La semaine passée, plusieurs médias dont le Daily Mail, The Next Web et PSFK consacraient un article à une nouvelle application aussi pernicieuse que condamnable, LIVR. Son principe ? Construire le premier réseau social réservé aux utilisateurs bourrés ! Comment ? En mettant en relation des personnes ivres et en récompensant la consommation d’alcool par des fonctionnalités supplémentaires et des jeux en ligne gratuit. Plus tu picoles, plus tu peux savoir qui autour de toi est aussi saoûl que toi et plus tu peux le contacter. Effrayant ou amusant ? Aucun des deux, car il s’agit en fait d’un fake, une parodie destinée à moquer les développeurs et la presse.
C’est vendredi dernier que le site Gizmodo a étalé le leurre sur la place publique, en révélant la véritable identité d’Avery Platz, le faux développeur joué par un acteur, Matt Mayer, dans la vidéo de présentation de LIVR. Le soufflé est immédiatement retombé et Mashable a embrayé le pas en contactant les deux auteurs de ce hoax génial. « C’est un canular, nous n’avons jamais créé cette application », avoue Brandon Bloch, producteur de contenu de marque à Brooklyn « Le fait que les gens aient pu croire que LIVR était véridique, qu’ils aient émis le désir de l’avoir et même d’y travailler, c’est ce qui est le plus drôle. Car cette application est intrinsèquement irresponsable». Dans les deux jours qui ont suivi le lancement du site Web et de la vidéo de promotion -vus tous deux par plus de 100 000 personnes- les deux parodistes assurent avoir reçu des offres de candidatures, des demandes pour être testeurs de la version beta et même des propositions d’investisseurs. Sans compter évidemment les sollicitations des médias qui sont tombés dans le panneau. Et c’est bien là, selon nous, le principal enseignement de cette initiative bienvenue.

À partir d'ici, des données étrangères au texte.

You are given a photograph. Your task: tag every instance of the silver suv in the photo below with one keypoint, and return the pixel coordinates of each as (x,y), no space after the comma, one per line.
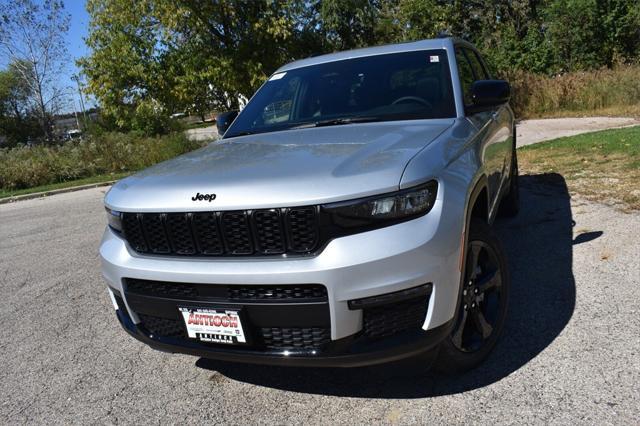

Une mise en scène vidéo très crédible
« Tout était plausible car cela pourrait réellement exister », estime Brandon Bloch, qui voudrait que la parodie serve de miroir à l’industrie des start-up des nouvelles technologies. Pour lui, les résultats de LIVR ont « confirmé toutes (nos) attentes » mais jamais, explique-t-il à Mashable, il n’aurait pu anticiper la rapidité avec laquelle la fausse information s’est répandue. Il faut dire qu’avec son acolyte Brandon Schmittling, ils ont su concocter pour quelques milliers de dollars une plate-forme et une vidéo parfaitement crédibles. Pour incarner les deux faux entrepreneurs, Kyle Addison et Avery Platz, les deux compères ont carrément engagé des acteurs professionnels. Après s’être assuré, auprès d’un avocat, qu’il n’était pas dans l’illégalité, le binôme balançait son spot sur la Toile, un court métrage de presque quatre minutes mettant en scène les deux fondateurs imaginaires de LIVR, dans leur quotidien newyorkais ultra hipster.
Les dangers de l’info non stop
En plus de se moquer sévèrement du manque d’imagination des développeurs et des start-up digitales, Brandon Schmittling et Brandon Boch ont surtout voulu tourner en dérision les pièges de l’info en continue et de la prime à la réactivité qui aujourd’hui, vampirise l’industrie des médias. La course effrénée à l’info sacrifie la vérification sur l’autel du tout, tout de suite et maintenant. Le détail, la véracité, les sources ne sont plus des conditions sine qua non avant la diffusion. Il y a une erreur ? Ce n’est pas bien grave, elle se noiera dans le lacis de la production de contenu de masse.
La faute à qui ? Aux dirigeants des médias classiques qui n’ont pas compris qu’avec le Twitter News Network et les réseaux sociaux, leur rôle avait changé, que l’ancienne élite de l’info auto proclamée n’était plus le seul canal de relais ? La faute aussi à la mémoire courte et à la fainéantise des citoyens ? Aux deux ? Chacun aura sa réponse. En attendant, la confiance des Français dans tous les types de médias progresse, selon le 27ème baromètre annuel de La Croix, publié fin janvier. Internet améliore même légèrement son image, avec une hausse de 2 points, à 37%, cette année.